Skyfall
Columbia/MGM
Directed by Sam Mendes
50 Years, Bond is Back, says the trailer. James Bond is indeed back, but with a power and depth unusual in the series till now. Skyfall delivers all the bombs and bombast, shoot-’em-ups and chases, beautiful women, gadgets, continual menaces and deliverances that we’ve come to expect from “Bond, James Bond” but with much more substance and subtext This is not your father’s “plastic-characters” Bond.
Communication theory suggests that the primary effect of mass media is to reinforce and support us in things that we already believe in. We go to them because they present a world that mirrors the issues of our psyches. And Skyfall presents a Bond for aging baby boomer hearts that have been through some of the battles of life, older but wiser, and yet not ready to call it a day. When Bond (Daniel Craig), a now beaten up, grizzled veteran whose years have taken their toll, is asked by villain Silver (Javier Bardem) what his hobby has become, he bristles: “Resurrection.”

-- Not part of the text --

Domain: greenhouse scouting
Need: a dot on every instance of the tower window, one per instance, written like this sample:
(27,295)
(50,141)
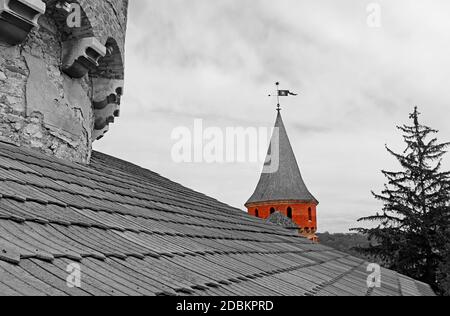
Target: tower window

The masterfully engaging opening sequence ends with Bond’s apparent death via the muffed shot of a younger agent (Naomie Harris) while in full battle atop a speeding train. After profoundly beautiful opening credits, M (Dame Judy Dench) is seen penning his obituary while tears of rain flow down the windows of London’s MI6. Obviously he has survived, but as a hollow, gaunt, visibly stressed and wounded warrior, whose return is moved only by an apparent terrorist attack upon MI6 headquarters. As soon becomes apparent, the threat is much more personal: M herself is the target, with the computerized warning: Think On Your Sins.
The threats are twofold. First, British politicos have decided that the human element, agents and spying and valor, have become outmoded. It is a new day of computers and satellites. Even exploding pens, as a new young Q reminds Bond, are no longer utilized.
Instead Bond is given a new Walther PPK pistol that has been computerized to his palm print — “less of a random killing machine, more of a personal statement” — and a radio transmitter. That’s it. So much for the old gadgetry.
But the second, central threat is from M’s own history of difficult choices over a lifetime of service. Silver presents a Bond villain unlike any to date: human, damaged, and all too understandable as a Lucifer/fallen angel imago who in his hubris overreached and, in the pain and bitterness of what transpired when doom befell him, has turned upon his maker. His only desire left is to bring the maker down. He perceives that he and Bond were the chosen sons, Cain and Abel, and that “Mother” M loved him best until she betrayed him, leaving him to suffer and die. “Mommy was very bad,” he tells Bond — bad to both of them. Won’t Bond join him in revenge?
Bond’s backstory takes James and M back to the ancestral home where he was orphaned to make a final stand. And in a sense the whole film is about the valor of continuing to make our stands in the face of time and age.
At a government hearing where she is being berated for the apparent obsolescence of her agency, M responds by quoting Alfred, Lord Tennyson’s classic poem Ulysses:
One equal temper of heroic hearts.
Made weak by time and fate, but strong in will.
To strive, to seek, to find, and not to yield.
In the end Bond has indeed returned as a fuller human being who has learned something about love and loyalty, trust and sacrifice, aging and sustaining. Bond has become an adult.